NASA-PDS / registry-sweepers

Scripts that run regularly on the registry database, to clean and consolidate information
Apache License 2.0
0 stars 1 forks source link

Implement sweeper data versioning for repairkit #73

Closed alexdunnjpl closed 9 months ago

alexdunnjpl commented 9 months ago

🗒️ Summary

Implements a mechanism (in repairkit, but the approach is easily used elsewhere) to avoid redundant processing work. Previously, just no-op iterating through the initial query for repairkit was taking an inordinate amount of time. Now, only documents which haven't been updated with a version of repairkit GTE the current version are returned by the initial query.

For any sweeper, the sweeper version should be written as an integer to f"ops:Provenance/ops:registry_sweepers_{sweeper_name}_version". This version should be updated in the sweeper's constants submodule whenever a change is made to the sweeper which invalidates previous processing of documents.

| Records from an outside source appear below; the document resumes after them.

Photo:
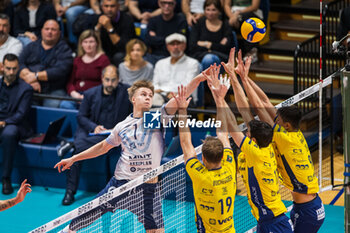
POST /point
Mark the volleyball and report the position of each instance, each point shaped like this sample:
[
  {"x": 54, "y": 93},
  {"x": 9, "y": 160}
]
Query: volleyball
[{"x": 253, "y": 30}]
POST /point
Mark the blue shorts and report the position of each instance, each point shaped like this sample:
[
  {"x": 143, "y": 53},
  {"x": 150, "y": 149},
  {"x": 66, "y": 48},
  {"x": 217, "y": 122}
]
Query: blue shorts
[
  {"x": 152, "y": 206},
  {"x": 280, "y": 224},
  {"x": 309, "y": 216}
]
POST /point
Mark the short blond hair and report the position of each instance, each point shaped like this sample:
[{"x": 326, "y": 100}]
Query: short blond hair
[
  {"x": 137, "y": 85},
  {"x": 86, "y": 34},
  {"x": 130, "y": 45}
]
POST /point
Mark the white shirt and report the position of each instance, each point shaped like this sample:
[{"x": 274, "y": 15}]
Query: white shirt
[
  {"x": 12, "y": 45},
  {"x": 168, "y": 77},
  {"x": 142, "y": 149}
]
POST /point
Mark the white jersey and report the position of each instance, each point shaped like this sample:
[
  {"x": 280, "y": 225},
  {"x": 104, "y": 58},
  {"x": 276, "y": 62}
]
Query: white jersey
[{"x": 142, "y": 149}]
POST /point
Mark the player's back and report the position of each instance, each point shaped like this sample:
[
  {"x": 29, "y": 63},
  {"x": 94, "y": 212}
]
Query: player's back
[
  {"x": 258, "y": 169},
  {"x": 214, "y": 193},
  {"x": 294, "y": 161}
]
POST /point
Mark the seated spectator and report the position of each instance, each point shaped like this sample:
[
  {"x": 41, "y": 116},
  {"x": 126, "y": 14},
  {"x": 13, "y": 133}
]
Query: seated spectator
[
  {"x": 87, "y": 67},
  {"x": 15, "y": 101},
  {"x": 211, "y": 38},
  {"x": 135, "y": 67},
  {"x": 162, "y": 26},
  {"x": 239, "y": 11},
  {"x": 71, "y": 9},
  {"x": 46, "y": 63},
  {"x": 6, "y": 7},
  {"x": 170, "y": 72},
  {"x": 102, "y": 108},
  {"x": 143, "y": 10},
  {"x": 95, "y": 6},
  {"x": 116, "y": 28},
  {"x": 8, "y": 44},
  {"x": 30, "y": 17},
  {"x": 193, "y": 10}
]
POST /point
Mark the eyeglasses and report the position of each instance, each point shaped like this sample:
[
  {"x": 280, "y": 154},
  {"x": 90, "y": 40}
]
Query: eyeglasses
[{"x": 163, "y": 3}]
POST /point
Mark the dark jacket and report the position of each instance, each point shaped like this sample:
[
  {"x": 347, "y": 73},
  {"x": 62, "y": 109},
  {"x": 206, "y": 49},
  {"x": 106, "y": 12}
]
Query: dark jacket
[
  {"x": 58, "y": 64},
  {"x": 89, "y": 111},
  {"x": 21, "y": 21},
  {"x": 20, "y": 100}
]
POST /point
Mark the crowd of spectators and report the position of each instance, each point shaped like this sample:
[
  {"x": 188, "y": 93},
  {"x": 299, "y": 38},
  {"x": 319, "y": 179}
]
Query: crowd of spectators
[
  {"x": 88, "y": 50},
  {"x": 54, "y": 61}
]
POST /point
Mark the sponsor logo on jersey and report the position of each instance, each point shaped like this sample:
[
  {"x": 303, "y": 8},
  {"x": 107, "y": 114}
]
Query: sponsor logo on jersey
[
  {"x": 212, "y": 221},
  {"x": 223, "y": 221},
  {"x": 207, "y": 208},
  {"x": 268, "y": 180},
  {"x": 222, "y": 181},
  {"x": 302, "y": 166},
  {"x": 151, "y": 120},
  {"x": 208, "y": 192}
]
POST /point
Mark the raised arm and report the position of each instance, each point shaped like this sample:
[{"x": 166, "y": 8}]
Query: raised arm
[
  {"x": 219, "y": 97},
  {"x": 184, "y": 131},
  {"x": 171, "y": 106},
  {"x": 94, "y": 151},
  {"x": 240, "y": 98},
  {"x": 243, "y": 70}
]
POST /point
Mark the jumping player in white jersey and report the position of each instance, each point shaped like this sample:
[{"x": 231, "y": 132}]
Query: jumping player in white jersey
[{"x": 142, "y": 150}]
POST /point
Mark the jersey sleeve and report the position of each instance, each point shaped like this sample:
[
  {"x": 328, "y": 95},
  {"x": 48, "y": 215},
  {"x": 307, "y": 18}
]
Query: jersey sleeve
[
  {"x": 228, "y": 155},
  {"x": 280, "y": 134},
  {"x": 194, "y": 168},
  {"x": 165, "y": 117},
  {"x": 250, "y": 149},
  {"x": 114, "y": 138}
]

Because it can only result from a code change in the first place, I've elected to hard-code the version in constants instead of using a configuration file, for simplicity.

Timeouts have been bumped to improve stability when run against prod registries. I've hardcoded them initially, but if they need to be changed a second time, I'll move them to a CLI argument.

There are additional unrelated changes/bugfixes included in this PR

⚙️ Test Data and/or Report

Manually tested against local, then en-prod (repairkit took 53min initially, and 0sec thereafter)

♻️ Related Issues

related to #61 fixes #70